しかしここで見た民家は、そのまま日本に持って帰っても違和感なく風景にとけこみそうだった。
とつぜん民家に興味を持ったわたしを見て、長髪クンが、これからカリマンタンの伝統様式の農家を見にいきましょうという。
そんなものがあるなんてぜんぜん知らなかったけど、まだホテルに帰るには早すぎる。
まあ、いいだろうと返事する。
車はしばらく、ヤシの木さえなければ日本のどこかの田舎といわれてもわからない農村風景の中を走った。
これはおもしろい体験だった。
バリ島でも棚田の見物をぜったいはずせない目標にしていたくらい、わたしは農村風景というものに興味があるのである。
やがて車が乗りつけたのは、水田のまん中にある立派な木造家屋だった。
写真でわかるように高床式で、日本人から見てどぎもを抜かれるほど奇抜な建物ではない。
なにか特別に保存された博物館のような感じだったけど、入口には鍵がかけられていた。
長髪クンがそのあたりの子供に問い合わせ、別棟にいた管理人らしい女性を呼び出して、ようやく建物に入ることができた。
長髪クンがいろいろ説明してくれたけど、英語で説明されてもわからない。
どうやらこの家は、かってこの地方の豪族だった人のもので、カリマンタンの伝統様式をよく残しているということらしい。
高い天井とそれをささえる梁や柱、カーテンでかこまれたきれいなベッド、鉈でけずったような荒っぽい細工の床板などが印象的だった。
ベッドがあるといっても、ほかは吹き抜けのように広々としていて、あまり住みやすそうではないから、祭礼やなにか特別の目的のために使われた家かもしれない。

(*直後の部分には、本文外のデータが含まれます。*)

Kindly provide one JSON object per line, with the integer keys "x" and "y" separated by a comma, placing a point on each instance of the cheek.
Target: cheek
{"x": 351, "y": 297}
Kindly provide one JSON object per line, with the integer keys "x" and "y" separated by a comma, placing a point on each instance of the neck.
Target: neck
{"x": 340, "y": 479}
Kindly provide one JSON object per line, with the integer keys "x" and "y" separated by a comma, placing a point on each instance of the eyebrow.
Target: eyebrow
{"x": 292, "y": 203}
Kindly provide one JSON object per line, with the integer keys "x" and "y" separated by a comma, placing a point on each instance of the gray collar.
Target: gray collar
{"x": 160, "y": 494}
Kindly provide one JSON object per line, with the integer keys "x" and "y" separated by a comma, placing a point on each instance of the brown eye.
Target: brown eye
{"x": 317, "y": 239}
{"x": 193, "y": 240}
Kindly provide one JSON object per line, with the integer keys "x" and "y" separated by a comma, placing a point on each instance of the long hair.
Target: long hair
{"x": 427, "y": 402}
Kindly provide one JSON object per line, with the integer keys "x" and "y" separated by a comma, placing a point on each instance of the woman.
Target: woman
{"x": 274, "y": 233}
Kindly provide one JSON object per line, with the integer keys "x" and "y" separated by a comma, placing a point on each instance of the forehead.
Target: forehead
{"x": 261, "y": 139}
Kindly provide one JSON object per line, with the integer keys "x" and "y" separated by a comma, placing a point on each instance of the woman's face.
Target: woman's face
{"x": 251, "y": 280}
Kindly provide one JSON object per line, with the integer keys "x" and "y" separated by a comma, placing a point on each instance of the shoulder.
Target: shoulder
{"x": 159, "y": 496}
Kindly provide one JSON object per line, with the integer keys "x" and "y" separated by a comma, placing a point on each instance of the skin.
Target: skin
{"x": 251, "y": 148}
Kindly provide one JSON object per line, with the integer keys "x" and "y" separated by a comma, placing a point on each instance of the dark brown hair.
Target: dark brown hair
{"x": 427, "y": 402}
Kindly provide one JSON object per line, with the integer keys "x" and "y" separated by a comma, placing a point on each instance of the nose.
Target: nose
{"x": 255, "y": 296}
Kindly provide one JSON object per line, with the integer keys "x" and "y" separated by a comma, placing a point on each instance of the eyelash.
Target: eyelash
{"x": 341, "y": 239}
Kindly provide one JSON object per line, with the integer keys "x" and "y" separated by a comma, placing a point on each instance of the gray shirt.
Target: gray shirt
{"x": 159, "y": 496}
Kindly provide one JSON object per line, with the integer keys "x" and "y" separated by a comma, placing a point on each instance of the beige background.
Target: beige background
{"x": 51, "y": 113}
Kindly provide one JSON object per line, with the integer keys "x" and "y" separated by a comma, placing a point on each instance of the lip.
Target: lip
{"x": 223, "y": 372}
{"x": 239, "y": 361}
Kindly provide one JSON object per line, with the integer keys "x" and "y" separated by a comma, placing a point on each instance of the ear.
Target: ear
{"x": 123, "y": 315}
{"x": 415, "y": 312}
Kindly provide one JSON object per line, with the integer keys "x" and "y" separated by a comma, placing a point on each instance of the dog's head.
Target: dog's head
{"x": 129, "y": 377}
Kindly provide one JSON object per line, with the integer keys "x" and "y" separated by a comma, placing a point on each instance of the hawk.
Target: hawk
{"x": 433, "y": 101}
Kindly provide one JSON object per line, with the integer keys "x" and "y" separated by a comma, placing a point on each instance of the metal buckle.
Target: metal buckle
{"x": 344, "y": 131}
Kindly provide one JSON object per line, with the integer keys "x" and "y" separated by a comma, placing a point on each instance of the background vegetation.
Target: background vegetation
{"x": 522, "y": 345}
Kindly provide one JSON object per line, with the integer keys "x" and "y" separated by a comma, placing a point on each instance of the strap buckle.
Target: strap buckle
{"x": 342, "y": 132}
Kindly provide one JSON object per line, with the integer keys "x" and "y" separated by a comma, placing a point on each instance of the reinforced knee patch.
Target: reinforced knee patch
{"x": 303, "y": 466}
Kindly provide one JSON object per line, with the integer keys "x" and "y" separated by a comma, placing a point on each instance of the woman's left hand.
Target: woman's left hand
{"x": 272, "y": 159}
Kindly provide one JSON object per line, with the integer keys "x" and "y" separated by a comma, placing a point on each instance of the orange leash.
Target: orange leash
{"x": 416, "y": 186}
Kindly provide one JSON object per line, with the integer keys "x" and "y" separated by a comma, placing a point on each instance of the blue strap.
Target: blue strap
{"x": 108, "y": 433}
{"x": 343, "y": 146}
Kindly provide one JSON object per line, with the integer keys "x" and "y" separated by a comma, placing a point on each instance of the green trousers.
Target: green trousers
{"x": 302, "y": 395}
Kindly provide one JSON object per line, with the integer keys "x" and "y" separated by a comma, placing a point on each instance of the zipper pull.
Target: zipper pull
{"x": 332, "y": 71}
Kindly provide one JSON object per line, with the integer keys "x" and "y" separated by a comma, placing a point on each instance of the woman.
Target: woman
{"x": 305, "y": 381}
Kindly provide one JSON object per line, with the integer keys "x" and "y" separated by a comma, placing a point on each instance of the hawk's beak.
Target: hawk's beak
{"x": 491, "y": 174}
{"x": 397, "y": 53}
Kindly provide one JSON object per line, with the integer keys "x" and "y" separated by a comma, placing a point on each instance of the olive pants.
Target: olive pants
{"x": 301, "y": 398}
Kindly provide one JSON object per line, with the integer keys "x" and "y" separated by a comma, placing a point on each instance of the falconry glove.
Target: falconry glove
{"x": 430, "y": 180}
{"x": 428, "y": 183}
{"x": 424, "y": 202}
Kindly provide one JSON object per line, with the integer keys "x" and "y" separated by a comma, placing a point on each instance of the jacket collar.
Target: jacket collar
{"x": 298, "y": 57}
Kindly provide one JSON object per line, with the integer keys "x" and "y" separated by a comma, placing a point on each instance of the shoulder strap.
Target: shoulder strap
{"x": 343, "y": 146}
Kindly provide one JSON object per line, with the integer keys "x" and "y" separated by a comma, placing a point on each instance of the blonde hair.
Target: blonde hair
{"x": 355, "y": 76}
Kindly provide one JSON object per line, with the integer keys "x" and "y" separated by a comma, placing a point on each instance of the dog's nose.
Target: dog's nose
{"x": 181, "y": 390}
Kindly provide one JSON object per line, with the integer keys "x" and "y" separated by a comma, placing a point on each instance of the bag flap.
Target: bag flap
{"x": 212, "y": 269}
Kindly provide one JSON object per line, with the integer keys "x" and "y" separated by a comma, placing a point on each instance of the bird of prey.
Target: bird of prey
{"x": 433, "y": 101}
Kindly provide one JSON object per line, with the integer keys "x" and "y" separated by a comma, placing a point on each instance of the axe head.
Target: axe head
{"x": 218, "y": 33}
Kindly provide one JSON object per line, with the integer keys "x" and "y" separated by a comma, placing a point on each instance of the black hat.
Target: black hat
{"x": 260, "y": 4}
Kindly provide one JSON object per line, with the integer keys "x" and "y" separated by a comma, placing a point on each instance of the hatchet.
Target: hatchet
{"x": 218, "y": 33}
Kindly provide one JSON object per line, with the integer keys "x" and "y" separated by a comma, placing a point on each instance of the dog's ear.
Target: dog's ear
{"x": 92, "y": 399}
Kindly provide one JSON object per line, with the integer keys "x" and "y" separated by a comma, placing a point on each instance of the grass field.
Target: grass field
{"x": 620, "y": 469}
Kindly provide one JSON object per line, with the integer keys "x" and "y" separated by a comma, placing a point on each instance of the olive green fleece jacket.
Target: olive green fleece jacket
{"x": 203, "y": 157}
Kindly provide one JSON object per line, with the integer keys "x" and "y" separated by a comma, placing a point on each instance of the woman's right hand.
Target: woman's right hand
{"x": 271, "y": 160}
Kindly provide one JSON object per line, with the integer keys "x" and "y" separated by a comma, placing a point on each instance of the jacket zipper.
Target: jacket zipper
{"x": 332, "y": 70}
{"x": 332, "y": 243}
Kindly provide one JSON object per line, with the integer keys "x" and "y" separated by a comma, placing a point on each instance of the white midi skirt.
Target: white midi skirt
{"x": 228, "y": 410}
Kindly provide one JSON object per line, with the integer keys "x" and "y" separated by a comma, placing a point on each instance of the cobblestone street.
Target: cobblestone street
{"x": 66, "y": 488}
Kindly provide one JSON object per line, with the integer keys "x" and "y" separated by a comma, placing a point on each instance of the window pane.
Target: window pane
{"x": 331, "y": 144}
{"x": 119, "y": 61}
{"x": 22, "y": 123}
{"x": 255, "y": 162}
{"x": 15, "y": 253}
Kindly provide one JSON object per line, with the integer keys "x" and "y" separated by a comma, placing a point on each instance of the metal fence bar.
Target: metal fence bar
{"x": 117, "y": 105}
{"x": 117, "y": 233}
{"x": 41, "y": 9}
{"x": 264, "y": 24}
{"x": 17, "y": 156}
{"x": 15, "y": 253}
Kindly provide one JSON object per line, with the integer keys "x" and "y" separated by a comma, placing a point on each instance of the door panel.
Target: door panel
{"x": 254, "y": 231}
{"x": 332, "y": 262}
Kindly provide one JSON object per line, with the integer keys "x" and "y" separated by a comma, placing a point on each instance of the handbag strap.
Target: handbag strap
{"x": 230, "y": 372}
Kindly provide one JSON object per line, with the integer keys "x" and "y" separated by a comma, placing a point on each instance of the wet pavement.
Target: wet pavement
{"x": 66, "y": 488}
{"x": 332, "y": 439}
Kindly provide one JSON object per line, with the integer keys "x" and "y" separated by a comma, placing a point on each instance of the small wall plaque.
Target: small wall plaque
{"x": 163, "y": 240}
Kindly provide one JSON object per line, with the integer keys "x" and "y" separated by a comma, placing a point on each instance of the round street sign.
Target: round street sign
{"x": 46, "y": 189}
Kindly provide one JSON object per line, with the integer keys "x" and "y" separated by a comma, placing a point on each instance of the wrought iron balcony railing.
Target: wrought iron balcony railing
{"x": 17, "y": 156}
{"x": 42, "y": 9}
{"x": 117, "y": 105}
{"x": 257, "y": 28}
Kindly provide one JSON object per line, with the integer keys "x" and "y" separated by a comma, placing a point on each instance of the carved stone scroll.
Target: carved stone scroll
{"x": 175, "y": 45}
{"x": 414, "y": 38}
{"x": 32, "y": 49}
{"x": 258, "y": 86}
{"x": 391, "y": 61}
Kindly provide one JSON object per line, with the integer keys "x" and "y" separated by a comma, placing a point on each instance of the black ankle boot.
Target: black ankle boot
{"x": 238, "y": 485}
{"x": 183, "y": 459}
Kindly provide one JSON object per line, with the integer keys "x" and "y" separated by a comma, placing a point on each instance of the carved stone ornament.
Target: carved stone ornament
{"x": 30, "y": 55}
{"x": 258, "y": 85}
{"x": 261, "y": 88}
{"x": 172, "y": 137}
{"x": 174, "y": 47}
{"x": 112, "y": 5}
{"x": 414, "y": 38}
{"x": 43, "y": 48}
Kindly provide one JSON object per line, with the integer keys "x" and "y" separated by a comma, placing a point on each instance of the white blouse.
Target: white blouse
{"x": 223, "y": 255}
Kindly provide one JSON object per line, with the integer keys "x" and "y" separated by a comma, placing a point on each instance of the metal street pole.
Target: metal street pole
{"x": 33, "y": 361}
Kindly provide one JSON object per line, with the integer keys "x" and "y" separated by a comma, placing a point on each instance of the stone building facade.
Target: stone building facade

アルバムが置いてあったのでバラバラとめくってみたら、日本人の名前と顔写真もあった。
家を保存するのに日本も尽力したってことだろうか。
来訪者ノートに日本人の名前はなかったけど、いちおうわたしの名前を書いておいた。
でもまあ、とっくに人間が住まなくなった家を見ても仕方がない。
家というものは人が住んでナンボのものだから、元型を保って保存されているといっても、セミの抜けがらとたいして変わらない。
それよりわたしが関心を持ったのは、家のまわりの水田だった。
ここはまったくわたしの幼少時代に見た景色そのままだ。
カエルやヘビはいないかしら。
そういうものはいませんかと尋ねると、いますよ、いくらでもという返事だった。
なるほど、ときおりチャポンと何か水に飛び込むものがいる。
しかし数はそんなに多くない。
逃げ足の速いやつらで、じっくり確認するヒマもない。
ここでもわたしは、あらゆる生きものに満ち溢れていた、はるかむかしの日本の農村を思って涙してしまったのだ。